The Blue Grays had players from Elizabethton, Johnson City, Kingsport, Bristol, Greeneville and other areas in surrounding states.

The Cedar Grove Foundation, along with other volunteers, supporters and Blue Grays family members had been working for 15 years researching the history of the team and then for 12 years working to gain a historic designation for the field, Augustus said.

The field is behind the Elizabethton City Schools administration building; the historic designation extends only to the area where the ball field used to be.

Augustus pointed out the field had historic significance to the Cedar Grove community beyond being the Blue Grays’ home field.

Before the property was cleared for the ball field, it was covered in cedar trees, which is where the community got its name. The area was also the meeting place for the fraternal order of the Knights of Pythias, Augustus said.

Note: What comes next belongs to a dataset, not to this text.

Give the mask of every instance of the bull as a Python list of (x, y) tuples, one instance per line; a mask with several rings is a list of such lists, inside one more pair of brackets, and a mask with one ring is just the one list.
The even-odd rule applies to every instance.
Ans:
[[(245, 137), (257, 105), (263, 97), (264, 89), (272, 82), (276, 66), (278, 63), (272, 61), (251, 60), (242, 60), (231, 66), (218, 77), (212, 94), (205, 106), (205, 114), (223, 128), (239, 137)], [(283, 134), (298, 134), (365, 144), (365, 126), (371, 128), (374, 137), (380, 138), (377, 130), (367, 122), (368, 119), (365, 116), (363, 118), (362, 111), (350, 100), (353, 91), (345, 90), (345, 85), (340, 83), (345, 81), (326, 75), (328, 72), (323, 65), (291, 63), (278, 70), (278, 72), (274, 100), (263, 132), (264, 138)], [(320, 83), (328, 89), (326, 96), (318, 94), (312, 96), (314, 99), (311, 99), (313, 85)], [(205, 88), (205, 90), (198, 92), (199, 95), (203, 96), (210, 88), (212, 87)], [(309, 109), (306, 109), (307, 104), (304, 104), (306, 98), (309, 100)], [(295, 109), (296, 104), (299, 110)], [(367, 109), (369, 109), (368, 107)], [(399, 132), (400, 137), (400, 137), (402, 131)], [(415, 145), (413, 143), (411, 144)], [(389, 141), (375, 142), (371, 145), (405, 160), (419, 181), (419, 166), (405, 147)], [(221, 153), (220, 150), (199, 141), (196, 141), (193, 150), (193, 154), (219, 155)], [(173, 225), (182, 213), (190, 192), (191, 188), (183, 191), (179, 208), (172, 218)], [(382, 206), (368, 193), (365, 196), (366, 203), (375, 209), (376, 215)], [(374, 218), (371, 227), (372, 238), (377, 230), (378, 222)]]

“Most people are used to the community being called the ‘Douglas Community,’ but that’s not the original name,” Augustus said. “The fraternal order of the Knights of Pythias originally held meetings in the 1800s on the Blue Grays baseball field when it along with entire community was completely covered with large cedar trees, hence the name ‘Cedar Grove Community.’ ”

The Knights of Pythias established themselves and started to meet on the field that would become the home of the Blue Grays. The community was named by both enslaved and freemen, along with enlisted United States Colored Troop soldiers from the Civil War, Augustus added.

The Colored Troop soldiers were denied membership to the white Knights of Pythias, so they established and incorporated their own to “offer a mission of friendship, charity and benevolence to the community and their Civil War soldiers.” They would later build a small building on South Lynn Avenue to host meetings, Augustus said.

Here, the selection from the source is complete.